As reivindicações passavam por questões sobre o clima e também por exigências relativas à própria instituição, como o fim do assédio que a aluna diz existir por parte de professores, a melhoria da alimentação e da habitação dos alunos, da eficiência energética da faculdade e o aumento de espaços para os estudantes poderem estar.

Ana Carvalho explica que o núcleo de ocupação apresentou soluções à faculdade, como fazer uma carta de apoio ao movimento. “A faculdade recusa-se a ouvir, desresponsabilizou-se de qualquer acção.
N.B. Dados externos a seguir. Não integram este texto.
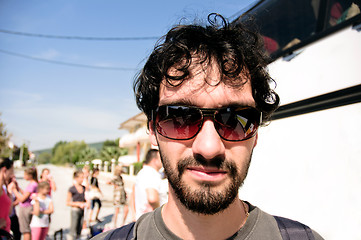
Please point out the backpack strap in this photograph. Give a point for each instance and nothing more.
(123, 233)
(293, 230)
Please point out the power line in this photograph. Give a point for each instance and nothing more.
(65, 63)
(78, 37)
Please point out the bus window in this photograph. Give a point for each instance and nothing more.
(284, 23)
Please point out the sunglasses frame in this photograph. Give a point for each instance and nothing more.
(205, 112)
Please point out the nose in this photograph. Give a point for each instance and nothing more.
(208, 143)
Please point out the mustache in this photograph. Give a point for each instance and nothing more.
(198, 160)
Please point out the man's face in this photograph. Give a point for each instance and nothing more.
(206, 171)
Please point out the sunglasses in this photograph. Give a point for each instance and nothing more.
(184, 123)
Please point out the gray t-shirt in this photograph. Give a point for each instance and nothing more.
(259, 225)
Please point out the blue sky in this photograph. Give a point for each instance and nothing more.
(42, 103)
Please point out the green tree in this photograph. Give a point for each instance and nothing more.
(58, 144)
(68, 153)
(44, 157)
(5, 150)
(111, 150)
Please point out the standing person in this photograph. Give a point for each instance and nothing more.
(76, 200)
(85, 183)
(95, 195)
(205, 91)
(148, 184)
(46, 176)
(24, 197)
(42, 208)
(119, 195)
(15, 228)
(6, 174)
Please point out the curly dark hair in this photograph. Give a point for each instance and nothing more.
(236, 49)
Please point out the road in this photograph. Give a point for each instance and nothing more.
(63, 176)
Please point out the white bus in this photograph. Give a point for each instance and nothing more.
(307, 164)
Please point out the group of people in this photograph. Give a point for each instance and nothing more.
(31, 219)
(83, 196)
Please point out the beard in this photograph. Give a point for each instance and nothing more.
(205, 199)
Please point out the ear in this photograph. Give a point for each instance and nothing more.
(152, 134)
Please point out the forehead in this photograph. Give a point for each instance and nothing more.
(204, 89)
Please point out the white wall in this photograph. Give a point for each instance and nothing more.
(308, 167)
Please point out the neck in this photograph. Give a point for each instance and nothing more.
(41, 195)
(190, 225)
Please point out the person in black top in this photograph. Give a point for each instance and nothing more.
(95, 195)
(76, 200)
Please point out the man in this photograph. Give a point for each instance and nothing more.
(6, 175)
(148, 183)
(205, 92)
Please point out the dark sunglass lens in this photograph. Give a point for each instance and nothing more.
(236, 124)
(178, 122)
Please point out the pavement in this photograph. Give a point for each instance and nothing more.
(60, 219)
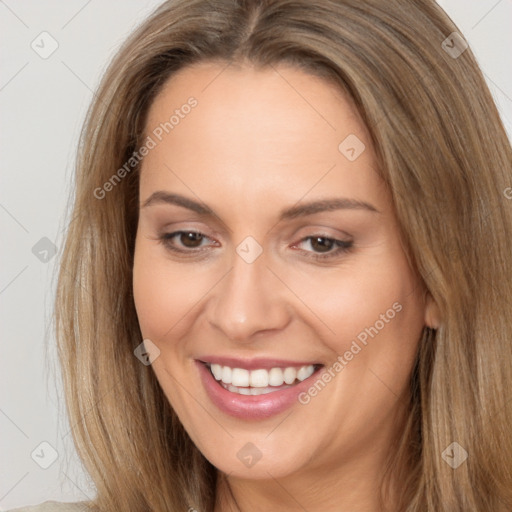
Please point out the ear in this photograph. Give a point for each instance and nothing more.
(432, 313)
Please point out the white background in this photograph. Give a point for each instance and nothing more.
(43, 103)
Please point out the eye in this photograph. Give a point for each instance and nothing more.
(324, 246)
(188, 240)
(191, 242)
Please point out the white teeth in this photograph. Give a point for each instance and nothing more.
(305, 372)
(289, 375)
(261, 378)
(240, 377)
(226, 375)
(275, 377)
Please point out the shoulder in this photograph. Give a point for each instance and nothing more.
(55, 506)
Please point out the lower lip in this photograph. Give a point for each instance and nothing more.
(251, 407)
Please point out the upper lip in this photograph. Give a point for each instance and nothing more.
(264, 363)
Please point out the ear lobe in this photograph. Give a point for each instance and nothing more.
(432, 313)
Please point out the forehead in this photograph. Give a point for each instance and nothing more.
(256, 133)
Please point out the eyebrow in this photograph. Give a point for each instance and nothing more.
(322, 205)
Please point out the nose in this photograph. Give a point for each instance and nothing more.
(249, 299)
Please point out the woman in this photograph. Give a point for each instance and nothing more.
(291, 235)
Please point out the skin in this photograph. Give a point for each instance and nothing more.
(257, 142)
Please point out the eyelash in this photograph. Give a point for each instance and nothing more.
(344, 246)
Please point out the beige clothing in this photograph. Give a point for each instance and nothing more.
(54, 506)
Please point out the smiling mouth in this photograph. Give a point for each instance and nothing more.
(260, 381)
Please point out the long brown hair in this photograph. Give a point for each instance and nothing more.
(445, 155)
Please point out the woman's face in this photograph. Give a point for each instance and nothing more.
(285, 254)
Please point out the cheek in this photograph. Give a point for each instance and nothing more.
(373, 313)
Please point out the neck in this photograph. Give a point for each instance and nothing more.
(352, 486)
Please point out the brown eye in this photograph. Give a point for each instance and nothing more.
(187, 240)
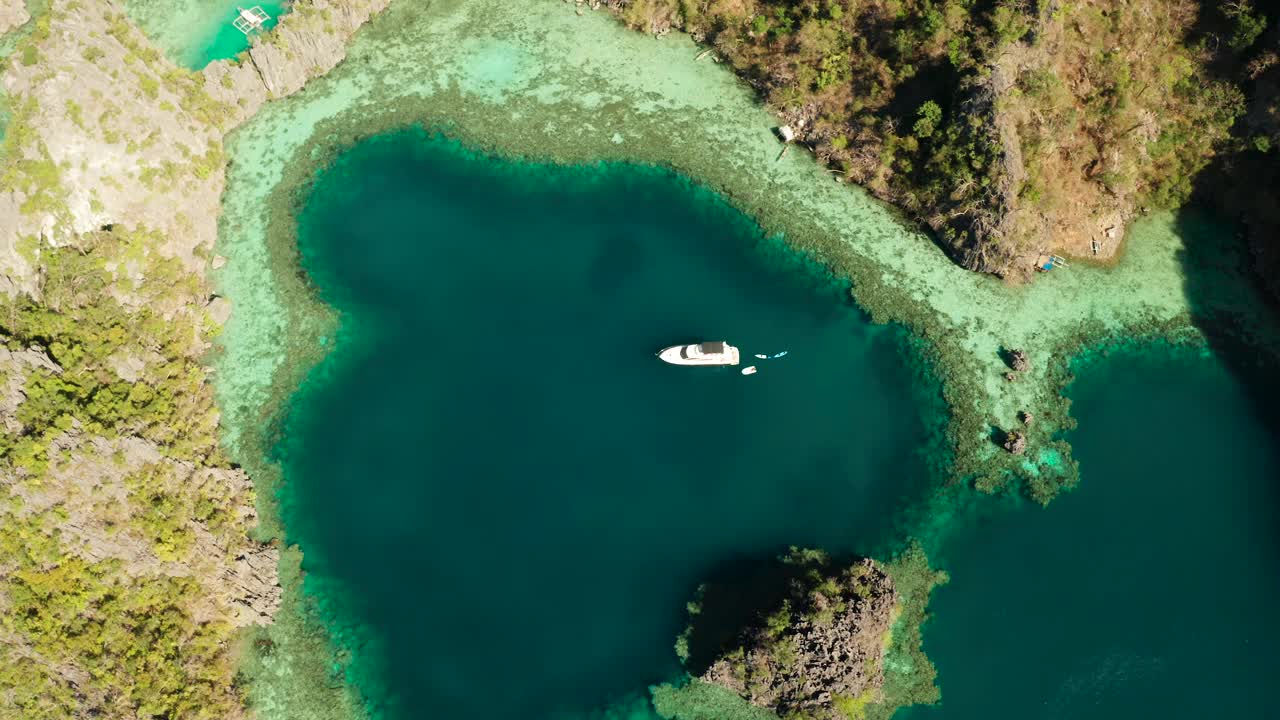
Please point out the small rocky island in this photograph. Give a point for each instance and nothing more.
(804, 638)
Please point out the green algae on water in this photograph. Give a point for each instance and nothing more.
(197, 32)
(1147, 591)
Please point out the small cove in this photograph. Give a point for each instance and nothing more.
(1086, 609)
(197, 32)
(1148, 591)
(497, 484)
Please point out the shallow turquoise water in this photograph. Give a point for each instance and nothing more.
(1150, 591)
(503, 497)
(197, 32)
(504, 500)
(222, 40)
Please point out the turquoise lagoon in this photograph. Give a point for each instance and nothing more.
(504, 500)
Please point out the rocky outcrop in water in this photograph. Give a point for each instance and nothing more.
(13, 13)
(1015, 442)
(112, 479)
(809, 652)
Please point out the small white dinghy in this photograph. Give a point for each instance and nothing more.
(717, 352)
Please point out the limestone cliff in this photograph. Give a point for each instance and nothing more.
(126, 564)
(812, 651)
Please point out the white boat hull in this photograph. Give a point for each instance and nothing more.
(694, 355)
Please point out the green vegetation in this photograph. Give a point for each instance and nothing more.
(82, 327)
(909, 675)
(704, 701)
(1004, 127)
(91, 637)
(752, 651)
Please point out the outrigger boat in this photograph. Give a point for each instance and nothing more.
(717, 352)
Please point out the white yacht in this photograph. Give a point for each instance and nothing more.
(700, 354)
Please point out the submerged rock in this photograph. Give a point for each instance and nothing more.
(1015, 442)
(817, 648)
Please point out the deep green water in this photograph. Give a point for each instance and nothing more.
(1151, 589)
(503, 497)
Acho que as instituições não estão a perceber a influência que podem ter”, aponta. “Falando do fim ao fóssil, o director disse que a faculdade não se podia posicionar, porque uma faculdade não pode tomar uma posição política. Mas ao recusarem-se a fazer, também estão a tomar uma posição política.”
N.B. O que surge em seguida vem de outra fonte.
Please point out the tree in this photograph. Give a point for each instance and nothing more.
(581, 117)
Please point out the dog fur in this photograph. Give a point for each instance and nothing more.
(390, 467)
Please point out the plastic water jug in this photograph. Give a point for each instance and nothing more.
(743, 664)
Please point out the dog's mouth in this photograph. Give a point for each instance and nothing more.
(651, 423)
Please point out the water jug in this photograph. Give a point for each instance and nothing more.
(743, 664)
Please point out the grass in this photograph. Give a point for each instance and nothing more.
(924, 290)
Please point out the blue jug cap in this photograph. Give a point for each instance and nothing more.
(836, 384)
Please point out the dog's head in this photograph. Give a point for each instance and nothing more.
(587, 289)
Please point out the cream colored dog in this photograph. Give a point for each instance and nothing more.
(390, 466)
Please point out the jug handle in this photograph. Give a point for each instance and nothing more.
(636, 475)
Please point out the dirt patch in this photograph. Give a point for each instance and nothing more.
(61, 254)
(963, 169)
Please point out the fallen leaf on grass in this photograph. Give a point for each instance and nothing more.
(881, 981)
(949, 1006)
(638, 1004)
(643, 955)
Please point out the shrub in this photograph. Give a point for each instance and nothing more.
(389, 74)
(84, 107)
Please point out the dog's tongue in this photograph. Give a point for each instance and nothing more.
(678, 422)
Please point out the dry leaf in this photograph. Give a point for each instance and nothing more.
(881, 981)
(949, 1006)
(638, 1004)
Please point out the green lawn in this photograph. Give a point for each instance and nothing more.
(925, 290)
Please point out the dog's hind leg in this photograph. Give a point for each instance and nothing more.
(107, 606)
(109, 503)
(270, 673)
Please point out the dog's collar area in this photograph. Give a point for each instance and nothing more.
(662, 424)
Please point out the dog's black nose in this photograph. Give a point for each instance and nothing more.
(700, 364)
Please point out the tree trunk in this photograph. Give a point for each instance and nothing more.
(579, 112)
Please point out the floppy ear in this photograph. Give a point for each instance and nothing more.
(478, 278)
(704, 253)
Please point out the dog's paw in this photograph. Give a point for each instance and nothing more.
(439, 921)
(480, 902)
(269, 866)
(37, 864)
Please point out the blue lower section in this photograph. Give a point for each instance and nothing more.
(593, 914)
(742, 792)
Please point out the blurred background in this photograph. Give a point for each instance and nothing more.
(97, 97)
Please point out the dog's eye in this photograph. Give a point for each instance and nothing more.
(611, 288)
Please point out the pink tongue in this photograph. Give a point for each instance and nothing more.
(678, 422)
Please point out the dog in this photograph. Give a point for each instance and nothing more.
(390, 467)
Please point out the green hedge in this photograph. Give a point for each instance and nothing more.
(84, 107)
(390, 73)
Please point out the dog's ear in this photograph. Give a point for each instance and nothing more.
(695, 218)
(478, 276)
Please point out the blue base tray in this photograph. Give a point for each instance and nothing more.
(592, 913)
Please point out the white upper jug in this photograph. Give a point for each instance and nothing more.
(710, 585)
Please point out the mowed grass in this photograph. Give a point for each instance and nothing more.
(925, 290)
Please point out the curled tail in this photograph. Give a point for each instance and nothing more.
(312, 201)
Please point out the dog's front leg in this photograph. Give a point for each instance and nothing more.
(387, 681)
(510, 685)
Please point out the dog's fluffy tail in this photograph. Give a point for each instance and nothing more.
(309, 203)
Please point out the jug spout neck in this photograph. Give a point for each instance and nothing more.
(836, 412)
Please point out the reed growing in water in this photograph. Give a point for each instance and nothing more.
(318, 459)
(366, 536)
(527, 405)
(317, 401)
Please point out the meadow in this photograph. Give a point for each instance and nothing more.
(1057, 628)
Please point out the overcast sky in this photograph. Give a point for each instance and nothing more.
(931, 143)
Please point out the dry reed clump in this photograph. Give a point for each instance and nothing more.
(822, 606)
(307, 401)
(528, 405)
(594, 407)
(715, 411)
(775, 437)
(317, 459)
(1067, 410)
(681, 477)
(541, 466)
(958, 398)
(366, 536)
Já de noite, quatro estudantes foram levadas pela polícia, incluindo Ana Carvalho. “Deixa-me muito revoltada. Como é que um director de uma faculdade, sem sequer se dignar a aparecer, dá ordem para a polícia de choque entrar na faculdade e retirar os alunos que lá estão? Foram 12 polícias para tirar quatro pessoas”, diz, indignada. Os outros três alunos estavam colados ao chão e foram arrancados de lá, conta a estudante, que tinha a missão de lhes dar apoio: “Eles ficaram com feridas nas mãos. Foi uma força excessiva para retirar alunos que estavam a lutar pelo futuro.”

Mas aqui está ela junto com mais centenas de pessoas, feliz com a energia que está a receber da manifestação: “É muito bom ver não só os estudantes, mas a sociedade em geral, aqui unida para gritar pelo fim ao fóssil e para dizer que não podemos continuar a viver na normalidade.”